For the diagnosis of sciatica this is not very important for a non-medical person, because what matters is the presence of pain that is shooting down the buttock and leg.
What is the course of the sciatic nerve?
It runs from the lumbar spine through the buttock, down to the leg and foot.
The nerve runs predominantly in the posterior aspect of the buttock and the lower extremity.
Symptoms and signs:
A sharp shooting pain down the buttock, the thigh and the leg.
Usually on one side of the body, with numbness, tingling and burning.
The area of symptoms and pain usually depends upon the nerve that is involved.
Sitting can aggravate the pain, almost like you are doing a straight leg raising sign, you are tensioning , stretching and lengthening the nerve.
Also coughing, sneezing, or moving can aggravate the pain.
The pain will improve with standing.
Provocative tests:
•straight leg raising sign: tension sign L5, S1 nerve roots, with the patient either sitting or supine, raising of the leg will produce the pain and paresthesia at 30°-70° of hip flexion.
It really help to identify if the patient is a good candidate for surgery, if the patient has a positive tension sign, they will get better with surgery.

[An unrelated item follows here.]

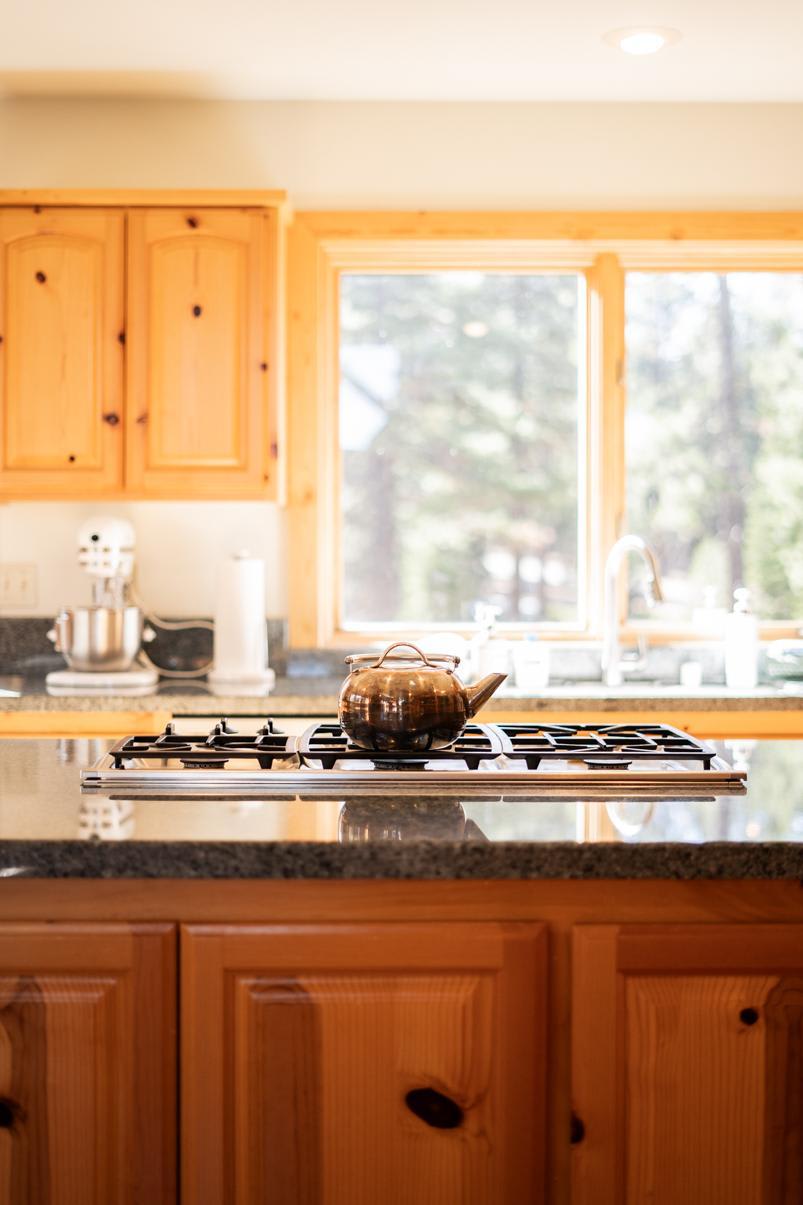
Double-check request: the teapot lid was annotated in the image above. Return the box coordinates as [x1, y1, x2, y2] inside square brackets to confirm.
[345, 640, 461, 670]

• Lasegue’s test: the straight leg raising pain is aggravated by forced ankle dorsiflexion.
What are the causes of sciatica?
Usually it is a herniated disc of the lumbar spine.
What is a disc herniation, and what is a disc?

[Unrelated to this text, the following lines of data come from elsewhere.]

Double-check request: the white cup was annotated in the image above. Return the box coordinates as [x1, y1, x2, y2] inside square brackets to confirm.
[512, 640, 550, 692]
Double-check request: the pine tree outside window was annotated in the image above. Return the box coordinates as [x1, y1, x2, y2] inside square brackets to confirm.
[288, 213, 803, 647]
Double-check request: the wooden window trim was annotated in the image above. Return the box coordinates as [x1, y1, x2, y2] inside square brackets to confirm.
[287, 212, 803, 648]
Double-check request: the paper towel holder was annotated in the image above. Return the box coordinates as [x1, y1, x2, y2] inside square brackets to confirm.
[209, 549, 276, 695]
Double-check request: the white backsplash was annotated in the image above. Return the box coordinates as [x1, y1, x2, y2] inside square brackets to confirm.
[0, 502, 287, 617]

It is an elastic soft cushion between the vertebrae together of the spine.
It links the vertebrae together and gives stability to the spine.

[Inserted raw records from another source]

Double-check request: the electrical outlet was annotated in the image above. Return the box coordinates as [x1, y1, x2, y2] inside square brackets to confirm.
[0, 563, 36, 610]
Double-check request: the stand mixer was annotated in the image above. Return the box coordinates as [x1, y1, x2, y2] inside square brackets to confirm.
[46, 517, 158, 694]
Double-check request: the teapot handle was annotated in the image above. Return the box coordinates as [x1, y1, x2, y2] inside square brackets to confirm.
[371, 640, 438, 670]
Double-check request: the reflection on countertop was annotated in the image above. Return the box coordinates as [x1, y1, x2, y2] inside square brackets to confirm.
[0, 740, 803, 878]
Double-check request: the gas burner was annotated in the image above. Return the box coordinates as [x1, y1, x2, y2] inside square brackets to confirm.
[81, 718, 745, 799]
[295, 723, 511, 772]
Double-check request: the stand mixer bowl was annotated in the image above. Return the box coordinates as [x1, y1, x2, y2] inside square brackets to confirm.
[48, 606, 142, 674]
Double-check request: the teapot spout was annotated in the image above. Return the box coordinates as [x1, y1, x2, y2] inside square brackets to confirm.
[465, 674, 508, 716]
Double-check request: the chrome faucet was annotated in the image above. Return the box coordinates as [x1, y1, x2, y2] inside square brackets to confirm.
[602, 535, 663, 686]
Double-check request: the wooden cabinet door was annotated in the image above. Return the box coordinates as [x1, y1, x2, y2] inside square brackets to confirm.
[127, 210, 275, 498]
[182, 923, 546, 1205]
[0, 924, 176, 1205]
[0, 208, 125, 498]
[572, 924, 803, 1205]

It links the vertebrae together and gives stability to the spine, allowing the spine to move.
The intervertebral disc has two parts:
• Annulus Fibrosus: fibrous outer layer.
• Nucleus Palposus: soft inner layer.
The soft inner material leaks out or herniates through a tear in the fibrous outer layer, becoming a disc herniation.
So a tear of the disc may allow the gel like material in the center of the disc to protrude, causing a herniation of the disc which process into the nerve root as it exits the spine.
This irritates the close by nerve root.
Sciatica is one of the most common symptoms of lumbar disc herniation.
Treatment:
• Rest/ Conservative:
– Anti- inflammatory medication.
– Muscle relaxation.
– Physical therapy.
– Usually the condition resolves itself in a few weeks.
• Surgery is done if the pain does not improve after 6 weeks of the initiation of conservative treatment.
Usually done to remove the intervertebral disc and relieve the pressure placed on the nerve.
There will be a good outcome from surgery if:
– The patient has leg pain.
– Positive straight leg raise pain.
– Neurological deficit.
– The clinical findings correspond with the MRI findings.
– Surgery is usually called: discectomy or laminotomy.
Periformis syndrome can also cause sciatica like symptoms, and this needs to be differentiated from sciatica that is caused by herniated disc.
Both may have the same symptoms, but have different causes.
Diagnosis of periformis syndrome should be done by exclusion of any possible spine problems which could be compressing the spinal nerve roots and causing true sciatica.
If the patient complain of sciatica and the MRI does not show that there is disc problem, then the patient probably has periformis syndrome.